On Monday, the Brooklyn Museum appointed Kristen Windmuller-Luna as the new curator for the African art collection according to the museum’s press release. What people – particularly black people are up in arms about is the fact that Windmuller-Luna is white.  The museum also hired Drew Sawyer as the Phillip Leonian and Edith Rosenbaum Leonian Curator of Photography. He is also white.

“We are thrilled to welcome Drew and Kristen to our fantastic curatorial team during this period of great momentum as we expand exhibitions, public programs, and educational reach,” said Anne Pasternak, the museum’s director, according to Newsweek.

“Windmuller-Luna will assess and rethink the Brooklyn Museum’s extensive holdings of African art, which is comprised of more than 6,000 objects, and organize an innovative, freshly conceived temporary installation showcasing the breadth and depth of the collection,” Pasternak continued.

This spotlights a very obvious lack of diversity prevalent in the art world.

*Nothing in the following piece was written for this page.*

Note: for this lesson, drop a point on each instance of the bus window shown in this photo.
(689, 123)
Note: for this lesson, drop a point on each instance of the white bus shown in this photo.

According to a museum demographic survey completed by the Andrew W. Mellon Foundation in 2015, African-Americans only comprise 4 percent of educators and curators. Blacks are more than likely to occupy security and janitorial roles.

“The outrage around Brooklyn revolves around public misconceptions—[…] that African art scholars and curators are largely people of color,” Steven Nelson, an African and African American art history professor at the University of California, Los Angeles, told Newsweek. “Yet the field of African art history in the U.S. is largely white and female. I am one of a small handful of African Americans who specialize in African art history.”

Art historian and Cornell University professor Ananda Cohen-Aponte is not questioning the competence of Windmuller-Luna but she has started a conversation and hopes to highlight people of color presently working in the art profession. “This by no means discredits the achievements & qualifications of these curators,” Cohen-Aponte tweeted, “but saw this story making the rounds on my FB & can’t help thinking how tropes of museum curators as gatekeepers (eg, #BlackPanther) draw on real world examples #POCarthistory

“For folks joining the conversation around @brooklynmuseum’s recent hire,” Cohen-Aponte tweeted, “check out the growing #POCarthistory thread of art historians of color on Twitter, where many are discussing the larger structural forces behind inequities in the field beyond one individual & institution.”

“My aim is to bring greater representation to art history as a whole,” she added. “This is not about ‘counting grains of pepper in the salt shaker.’ As it stands, scholars of color are severely underrepresented as a whole—in the museum, the gallery, the university.”

So, now would be the time for blacks to consider delving into professions that show an underrepresentation of people of color – and make their mark.